Even in smaller concentrations, hobbyists still believe that the oil can cover the fish’s labyrinth organ, making breathing difficult and leading to an untimely death.

Fact vs. Fiction

The debate on Melafix and Bettafix is ongoing.

Not many studies have been made to prove that tea tree oil detrimentally affects breathing, but hobbyists keep losing fish.

If you’re worried about dosing these medications, try other treatment methods first. While these treatments might be more time-consuming and less effective in emergency cases, they’re the safest and most proven ways to treat fin rot.

If you’re left with no other options, and it’s truly a life or death situation, then Melafix or Bettafix could be a final resort.

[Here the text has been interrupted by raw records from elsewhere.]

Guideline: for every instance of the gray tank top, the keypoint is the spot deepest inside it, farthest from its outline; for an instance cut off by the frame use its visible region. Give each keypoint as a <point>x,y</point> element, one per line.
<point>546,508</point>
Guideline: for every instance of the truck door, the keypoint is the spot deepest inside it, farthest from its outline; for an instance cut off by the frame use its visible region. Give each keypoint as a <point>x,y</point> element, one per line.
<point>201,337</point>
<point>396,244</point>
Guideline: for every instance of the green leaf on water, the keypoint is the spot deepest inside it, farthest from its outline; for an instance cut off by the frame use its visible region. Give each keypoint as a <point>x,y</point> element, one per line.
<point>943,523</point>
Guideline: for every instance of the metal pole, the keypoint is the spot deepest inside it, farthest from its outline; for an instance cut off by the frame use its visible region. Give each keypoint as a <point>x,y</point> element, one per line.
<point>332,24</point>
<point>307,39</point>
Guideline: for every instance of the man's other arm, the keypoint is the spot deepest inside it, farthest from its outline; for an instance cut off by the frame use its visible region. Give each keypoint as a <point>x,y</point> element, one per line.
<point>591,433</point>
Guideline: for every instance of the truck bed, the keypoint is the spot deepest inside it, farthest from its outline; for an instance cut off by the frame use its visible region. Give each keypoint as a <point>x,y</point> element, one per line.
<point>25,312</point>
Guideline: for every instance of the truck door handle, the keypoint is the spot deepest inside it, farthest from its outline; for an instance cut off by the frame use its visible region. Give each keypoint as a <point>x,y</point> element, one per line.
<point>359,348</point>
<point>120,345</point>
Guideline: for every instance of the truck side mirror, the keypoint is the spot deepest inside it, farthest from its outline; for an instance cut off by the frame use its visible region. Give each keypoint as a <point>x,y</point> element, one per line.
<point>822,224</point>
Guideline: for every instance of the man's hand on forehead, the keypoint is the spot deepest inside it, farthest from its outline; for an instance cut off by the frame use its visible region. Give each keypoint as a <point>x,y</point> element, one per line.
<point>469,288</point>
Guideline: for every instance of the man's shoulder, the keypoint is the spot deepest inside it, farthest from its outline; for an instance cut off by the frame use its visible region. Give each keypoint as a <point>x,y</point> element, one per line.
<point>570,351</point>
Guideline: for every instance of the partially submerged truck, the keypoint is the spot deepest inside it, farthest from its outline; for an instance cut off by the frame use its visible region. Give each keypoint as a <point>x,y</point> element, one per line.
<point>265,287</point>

Just make sure that you follow the instructions carefully to avoid any chance of overdose.

The Best Ways To Treat Fin Rot

Luckily, there are many other ways to treat fin rot safely with little to no additional costs. In my opinion, it’s always best to attempt treatment of mild health conditions with good aquarium maintenance before resorting to medicine.

The best ways to treat fin rot are:

  • More water changes and higher water quality
  • Aquarium salt
  • Indian almond leaves
  • Increased aeration
  • Maracyn, Waterlife Myxazin, and Kanaplex medications

It is usually best to start with more natural treatments and progress to medications if the infection is mild enough. In more severe cases, you may wish to go straight to medications.

To further understand how fin rot works and how to treat it, make sure to check out Betta Fish Fin Rot: Causes And Cures.


Melafix and Bettafix are notorious in the aquarium hobby for treating betta fish with the common disease known as fin rot.

While they might be labeled as all-natural due to their tea tree oil content, it is said that these oils can cover the labyrinth organ, making breathing difficult for your betta fish.

However, other hobbyists suggest that betta death after dosing Melafix or Bettafix is usually just an untimely death resulting from overdosing.